Hmm. On first glance, that sounds reasonable, but with security the devil is in the detail, so I’d want to see more detail and think about it a lot more. certainly sounds better than storing plaintext passwords though.
Ok, in my initial answer, I was clearly underestimating the ability for Monzo to not hold login details centrally, and more generally the thinking that has already gone into the security implications/limiting the fallout from a security breach. The more this thread has gone on, and Simon’s filled in details, the more I think I would use a Monzo aggregator service even if it wasn’t using an API for everything. Especially given:
I wasn’t previously aware of this, and the account I most want to view in the Monzo app is my credit card account. In a best case scenario, the data from it will be opened up using an API along with the bank’s current accounts, but if not, I would most certainly like to see Monzo come up with a secure, reliable solution to pull these data into the app.

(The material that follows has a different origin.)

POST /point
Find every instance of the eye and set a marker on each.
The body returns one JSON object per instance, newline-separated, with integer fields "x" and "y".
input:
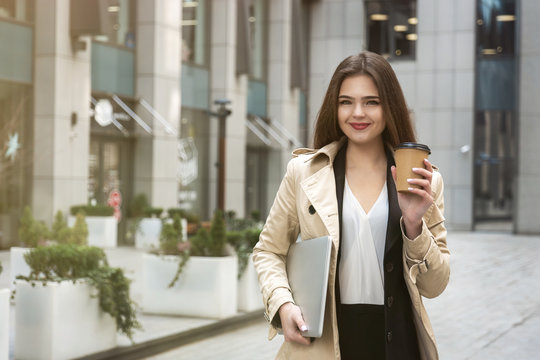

One thing I think you will have to consider with a service like this, is the communication about it needs to be very clear (but concise!) to put people’s minds at ease over sharing login details, both from a security standpoint, and not breaking their bank’s T&Cs.

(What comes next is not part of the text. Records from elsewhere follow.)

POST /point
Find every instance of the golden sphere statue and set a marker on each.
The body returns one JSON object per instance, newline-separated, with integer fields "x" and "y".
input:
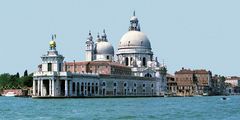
{"x": 52, "y": 43}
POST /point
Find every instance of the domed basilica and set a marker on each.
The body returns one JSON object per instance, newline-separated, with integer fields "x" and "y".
{"x": 132, "y": 72}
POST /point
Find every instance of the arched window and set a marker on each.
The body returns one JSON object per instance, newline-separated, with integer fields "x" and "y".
{"x": 144, "y": 61}
{"x": 126, "y": 61}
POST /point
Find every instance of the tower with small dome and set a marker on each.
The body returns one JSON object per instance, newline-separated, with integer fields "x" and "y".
{"x": 52, "y": 61}
{"x": 102, "y": 50}
{"x": 134, "y": 47}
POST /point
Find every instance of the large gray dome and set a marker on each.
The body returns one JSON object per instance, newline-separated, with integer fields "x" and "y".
{"x": 104, "y": 47}
{"x": 134, "y": 39}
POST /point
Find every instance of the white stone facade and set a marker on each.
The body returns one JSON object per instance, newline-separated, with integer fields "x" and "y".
{"x": 148, "y": 78}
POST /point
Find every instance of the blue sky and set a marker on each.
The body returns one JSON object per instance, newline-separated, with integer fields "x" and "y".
{"x": 192, "y": 34}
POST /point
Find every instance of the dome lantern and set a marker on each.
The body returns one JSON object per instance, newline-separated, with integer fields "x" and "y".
{"x": 52, "y": 43}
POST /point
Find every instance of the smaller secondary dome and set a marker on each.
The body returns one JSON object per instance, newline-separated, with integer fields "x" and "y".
{"x": 134, "y": 39}
{"x": 104, "y": 47}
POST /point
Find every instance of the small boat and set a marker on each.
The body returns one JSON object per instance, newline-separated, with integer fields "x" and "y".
{"x": 10, "y": 94}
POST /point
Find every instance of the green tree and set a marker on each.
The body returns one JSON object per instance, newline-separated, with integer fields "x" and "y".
{"x": 17, "y": 75}
{"x": 4, "y": 80}
{"x": 25, "y": 73}
{"x": 27, "y": 81}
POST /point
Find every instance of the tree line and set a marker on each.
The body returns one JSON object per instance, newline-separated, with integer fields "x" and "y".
{"x": 8, "y": 81}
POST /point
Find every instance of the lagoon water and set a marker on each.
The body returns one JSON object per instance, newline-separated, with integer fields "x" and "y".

From the inception of this thread, I was a pretty hard “No” vote. This is something I really want to see but the security concerns push the desire aside. As things have gone on, however, I’m starting to teeter towards a “maybe” depending on how the security stuff pans out.
Apart from the fact that I still believe that the only one who is permitted to save passwords using any kind of reversible encryption ever is my password manger, the other problem with that is that you still need to share your password with someone. I have a fundamental problem with that. A password is used to authenticate for a given account, and for nothing else. Never share a password with someone else. It’s just that simple. (Although, even I make one exception to that rule for my wife, but there we go.) Also, never ask your users to share their password for x with them. It’s that simple. And I really think it is very irresponsible of any organisation to ask users to share their passwords. That is training them to fall for phishing.
Any org that asks users for their password gets immediately downgraded on my internal scale of trust. That includes Apple.
I feel like legacy banks are good at making it feel secure because it’s nearly impossible for me to access my own accounts. I don’t think they’re nearly as secure as they seem.
Monzo has great usability and I’m not worried about their security at all. I protect my phone well because there is a lot of sensitive information on it, not limited to banking and I can still phone my bank to freeze cards etc.
I don’t believe this, not with RBS doing things like asking for specific characters of the password.
I think we all agree they should do this (ideally a slow memory-intensive password focussed hashing function like BCrypt that’s resistant to specialised hardware) but I don’t have a lot of faith.
It’s still less secure than a hash that can’t be reversed, even if there’s a HSM involved. You shouldn’t be encrypting passwords with a symmetric cipher, I don’t care how complex your set-up is. There’s just no reason for it and it’s additional risk.
And yes, BCrypt being memory intensive and slower does make it secure. MD5 is a poor example comparatively, BCrypt was designed to be difficult to create specialised hardware to brute force passwords with and has a configurable cost to enable you to keep up with Moore’s law. Scrypt is also a good example here because it deliberately uses exponential memory.
Take a read of http://www.sciencedirect.com/science/article/pii/S0167926005000581 for example and you’ll see how people have implemented other password hashing functions with an ASIC. If you read up on the history behind BCrypt and Scrypt you’ll see they were designed to make this difficult.